La solución está al interior de la escuela y me parece que es loable buscar erigir a los propios protagonistas de ese espacio en sujetos. Sujetos que no pueden conformarse como tales sin la presencia del otro y sin el encuentro y la diferenciación con este último.

Sin embargo en la escuela, esta es mi consideración, el alumno no posee las suficientes garantías para conformarse como sujeto debido a que aparece como un espectador ante el mundo institucional que lo devora. Los programas curriculares, las sanciones, las normas de convivencia, los horarios, el curso o la división se imponen sobre los estudiantes. Se expresa así una concepción del poder basado en un supuesto saber. En síntesis la escuela se presenta como una institución que al día de hoy, con las nuevas tecnologías por un lado y con las escasas expectativas por el otro, solo aparece ante el adolescente como una carga.

Considerando que los alumnos no se constituyen como sujetos porque aparecen en un rol pasivo frente a la institución creo que la respuesta está, en parte, acá. Son los propios alumnos quienes deben involucrarse en su actividad creadora. Deben ser ellos mismos quienes puedan lograr un rol de autoridad frente a sus compañeros al haberse instituido en organismos que los representen. Deben buscarse los medios para que los alumnos puedan pensar el colegio en conjunto con los otros actores.

El adulto, docente / directivo, debe colaborar en la construcción de los espacios. Debe pensar al alumno no como individuo tendiente a “zafar” como si esa fuera su esencia. Sino empezar a ver un sujeto que en el debate de las prácticas de su vida, se constituye.
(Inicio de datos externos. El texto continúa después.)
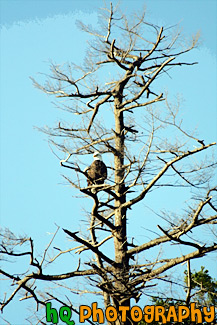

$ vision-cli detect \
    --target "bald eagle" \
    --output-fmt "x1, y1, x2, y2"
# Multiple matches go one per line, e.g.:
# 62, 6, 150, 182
84, 151, 107, 186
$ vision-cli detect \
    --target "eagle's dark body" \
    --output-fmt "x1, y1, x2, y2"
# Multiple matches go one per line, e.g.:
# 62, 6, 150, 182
86, 160, 107, 186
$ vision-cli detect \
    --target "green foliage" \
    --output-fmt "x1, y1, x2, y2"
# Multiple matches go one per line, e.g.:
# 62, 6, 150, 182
184, 266, 217, 306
Son los propios alumnos quienes sostienen cotidianamente el espacio áulico. El docente, a mi entender, debe buscar organizar las expresiones que surgen entre ellos, colaborar en encontrar formas de que puedan comunicarse lo que los conforma como individuos dentro de su grupo.

Creo que el docente (incluyendo a los equipos de dirección) debe repensar su rol. Dejando el lugar de un saber sin fisuras, para transformarse en un orientador y en un organizador de los posibles medios que los alumnos pueden presentar para la conformación de ese saber que, en ese momento en particular, se está trabajando.
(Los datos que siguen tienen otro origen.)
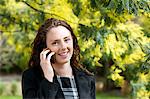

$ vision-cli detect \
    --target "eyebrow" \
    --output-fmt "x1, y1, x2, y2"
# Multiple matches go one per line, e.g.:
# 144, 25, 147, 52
50, 36, 70, 42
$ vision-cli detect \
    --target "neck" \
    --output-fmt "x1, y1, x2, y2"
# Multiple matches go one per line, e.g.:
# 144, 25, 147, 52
53, 62, 73, 77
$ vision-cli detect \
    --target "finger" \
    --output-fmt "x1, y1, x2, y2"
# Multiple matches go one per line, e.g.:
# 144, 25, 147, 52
47, 52, 55, 60
40, 49, 50, 60
42, 50, 50, 59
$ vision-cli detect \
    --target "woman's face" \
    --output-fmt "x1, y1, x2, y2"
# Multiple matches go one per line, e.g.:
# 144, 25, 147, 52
46, 26, 73, 64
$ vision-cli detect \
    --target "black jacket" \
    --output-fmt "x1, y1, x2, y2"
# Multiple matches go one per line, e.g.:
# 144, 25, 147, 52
22, 67, 95, 99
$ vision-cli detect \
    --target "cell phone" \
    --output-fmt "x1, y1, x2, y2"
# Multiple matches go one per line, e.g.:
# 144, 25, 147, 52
46, 51, 56, 64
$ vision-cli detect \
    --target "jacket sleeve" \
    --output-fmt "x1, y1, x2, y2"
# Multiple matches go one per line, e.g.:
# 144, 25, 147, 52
91, 76, 96, 99
22, 71, 58, 99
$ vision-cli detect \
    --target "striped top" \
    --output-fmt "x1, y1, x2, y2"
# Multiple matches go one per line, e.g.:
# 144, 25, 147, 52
57, 76, 79, 99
La autoconciencia (conciencia de si mismo y de los otros) del alumno deviene solo si es posible que él se apropie de su actividad realizada y si su goce, en el descubrimiento, no se vuelve una desventura.
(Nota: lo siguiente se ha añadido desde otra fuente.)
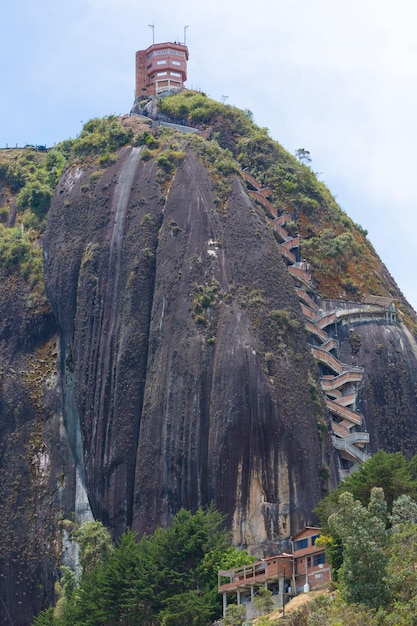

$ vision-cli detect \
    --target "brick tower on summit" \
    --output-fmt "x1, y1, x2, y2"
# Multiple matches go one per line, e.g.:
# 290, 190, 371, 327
135, 43, 188, 100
En definitiva, son los propios alumnos quienes conocen más a fondo sus problemas como grupo. Son los propios alumnos quienes identifican quién está siendo agredido constantemente, quién no hace la tarea de determinada materia. Son ellos quiénes pueden manifestar el problema porque lo conocen, lo viven, lo padecen. Debería ser parte de su tarea, entonces, resolverlo.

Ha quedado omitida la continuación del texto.